Mayor Luke Ravenstahl selected Mr. Toprani after reports last year by the Pittsburgh Post-Gazette that ex-police Chief Nate Harper created a private security consulting firm with his subordinates, and that Cmdr. Eric Holmes, while a sergeant, was also employed full time as the head of Slippery Rock University's police force with Mr. Harper's approval. The company in which Mr. Harper was involved, Diverse Public Safety Consultants, has since been dissolved.
When the role of Mr. Harper, Cmdr. Holmes and others in outside employment became public, it opened a Pandora's box of problems and concerns for the police bureau.
"Often these outside positions at a minimum blur the lines of demarcation between public duty and private pecuniary interest and may ultimately directly conflict with the city's legitimate business," according to the report.
"More startling," the report continued, "is the fact that this activity operated in a vacuum, with apparent marginal oversight from some supervisors and misguided encouragement from others. Compounding matters are the city's weak and vague policies."
Mr. Harper resigned amid a federal investigation in which he was ultimately charged. He pleaded guilty to four counts of not filing tax returns and one count of criminal conspiracy in connection with diverting more than $70,000 in municipal funds. He is awaiting sentencing.
Although federal prosecutors have not connected Mr. Harper's role in Diverse Public Safety Consultants to their criminal investigation into city affairs, the mayor said he was disappointed by Mr. Harper's involvement with the enterprise and by his doing business with subordinates.
Mr. Toprani took time to address what he saw as Mr. Harper's shortcomings as chief, writing that he "willfully concealed" his business relationship from the city and that he "callously disregarded his duties for financial gain and served as an example to his subordinates to do the same."
Attorneys for Mr. Harper Friday strongly disputed those allegations, saying their client joined the company while making plans for retirement but did not consult for or profit from it.
Attorney Robert Del Greco said the former chief "engaged in wrongdoing," quickly accepted responsibility and "ought not to be the scapegoat for deficiencies in the police department, for things that were not of his doing."
Cmdr. Holmes has been under investigation by the city's Office of Municipal Investigations for his work at Slippery Rock in 2007 and 2008.
OMI Director Kathy Kraus declined comment as did Cmdr. Holmes. His attorney, Patrick Thomassey, revealed Friday that Cmdr. Holmes' outside employment has been the subject of federal scrutiny as part of a yearlong probe of the police bureau and the dealings of Mr. Ravenstahl and his administration.

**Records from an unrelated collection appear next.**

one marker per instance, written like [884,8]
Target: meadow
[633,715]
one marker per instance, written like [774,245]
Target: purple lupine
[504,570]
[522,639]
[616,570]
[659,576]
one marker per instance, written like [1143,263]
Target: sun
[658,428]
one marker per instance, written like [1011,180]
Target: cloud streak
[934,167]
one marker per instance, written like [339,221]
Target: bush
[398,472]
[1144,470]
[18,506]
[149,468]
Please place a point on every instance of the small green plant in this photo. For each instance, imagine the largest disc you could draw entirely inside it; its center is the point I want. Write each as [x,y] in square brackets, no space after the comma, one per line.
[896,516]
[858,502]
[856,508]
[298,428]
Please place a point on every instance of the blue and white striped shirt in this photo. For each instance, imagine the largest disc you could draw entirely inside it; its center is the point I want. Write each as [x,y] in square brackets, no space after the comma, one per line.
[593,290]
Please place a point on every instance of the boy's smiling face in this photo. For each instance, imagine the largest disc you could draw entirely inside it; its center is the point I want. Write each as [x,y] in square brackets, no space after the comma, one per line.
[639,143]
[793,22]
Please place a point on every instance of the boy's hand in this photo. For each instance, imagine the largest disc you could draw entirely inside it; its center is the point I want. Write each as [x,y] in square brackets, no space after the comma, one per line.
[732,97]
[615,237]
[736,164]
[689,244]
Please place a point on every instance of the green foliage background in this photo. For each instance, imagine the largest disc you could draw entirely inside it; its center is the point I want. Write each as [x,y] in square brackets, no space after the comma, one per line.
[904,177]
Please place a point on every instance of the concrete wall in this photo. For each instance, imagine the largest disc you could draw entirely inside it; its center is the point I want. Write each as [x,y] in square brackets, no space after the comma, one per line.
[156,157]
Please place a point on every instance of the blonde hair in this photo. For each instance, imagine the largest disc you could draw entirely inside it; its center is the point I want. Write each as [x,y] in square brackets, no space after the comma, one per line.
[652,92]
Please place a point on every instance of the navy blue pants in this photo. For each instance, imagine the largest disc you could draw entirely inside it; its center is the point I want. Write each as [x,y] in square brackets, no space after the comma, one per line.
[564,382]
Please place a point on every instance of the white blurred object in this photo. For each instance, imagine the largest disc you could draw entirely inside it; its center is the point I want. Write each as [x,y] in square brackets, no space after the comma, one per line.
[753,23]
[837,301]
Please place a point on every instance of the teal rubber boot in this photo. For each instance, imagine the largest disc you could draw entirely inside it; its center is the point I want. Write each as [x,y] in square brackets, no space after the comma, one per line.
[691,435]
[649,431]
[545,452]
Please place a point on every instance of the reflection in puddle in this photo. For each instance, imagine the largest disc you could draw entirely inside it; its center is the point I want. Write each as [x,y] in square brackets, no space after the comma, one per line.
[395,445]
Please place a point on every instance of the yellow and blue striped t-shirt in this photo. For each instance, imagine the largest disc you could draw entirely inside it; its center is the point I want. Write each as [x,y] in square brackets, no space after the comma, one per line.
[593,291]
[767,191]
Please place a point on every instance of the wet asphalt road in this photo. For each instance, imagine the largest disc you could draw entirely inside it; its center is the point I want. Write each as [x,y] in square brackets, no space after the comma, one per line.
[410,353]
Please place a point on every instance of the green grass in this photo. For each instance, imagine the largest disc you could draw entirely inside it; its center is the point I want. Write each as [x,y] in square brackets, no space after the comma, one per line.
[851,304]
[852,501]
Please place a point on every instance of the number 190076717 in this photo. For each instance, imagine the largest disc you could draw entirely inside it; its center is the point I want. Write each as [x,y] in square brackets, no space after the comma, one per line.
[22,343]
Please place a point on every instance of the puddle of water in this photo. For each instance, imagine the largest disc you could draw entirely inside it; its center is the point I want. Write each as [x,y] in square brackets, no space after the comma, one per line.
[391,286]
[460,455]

"I'm confident that Eric didn't do anything wrong whatsoever. We've turned over lots of records to the U.S. attorney and it's going to be up to them how to proceed," Mr. Thomassey said.
Mr. Toprani reviewed outside employment policies in other departments -- all of which seem more comprehensive and specific than the police bureau's short policy, which appears to be modeled on a model policy drafted in 1997.
"Boston," for instance, "has in essence placed a blanket prohibition on guard, security and private investigation activities," the report said.
Rather than dwell on specific instances of alleged misconduct by Pittsburgh police officers, Mr. Toprani's report took a broader approach and denounced the existing policy climate that made the situation conducive for both Mr. Harper's and Cmdr. Holmes' private ventures.
"Existing policies fail to properly address matters related to outside employment and in some instances, namely those of private security and investigation firm ownership, run afoul of state law," Mr. Toprani wrote.
Mr. Toprani recommended seven steps the city should take that would boost monitoring and supervision of officers' outside employment.
"The city should look to industry best practices and develop a strong, detailed policy," Mr. Toprani said.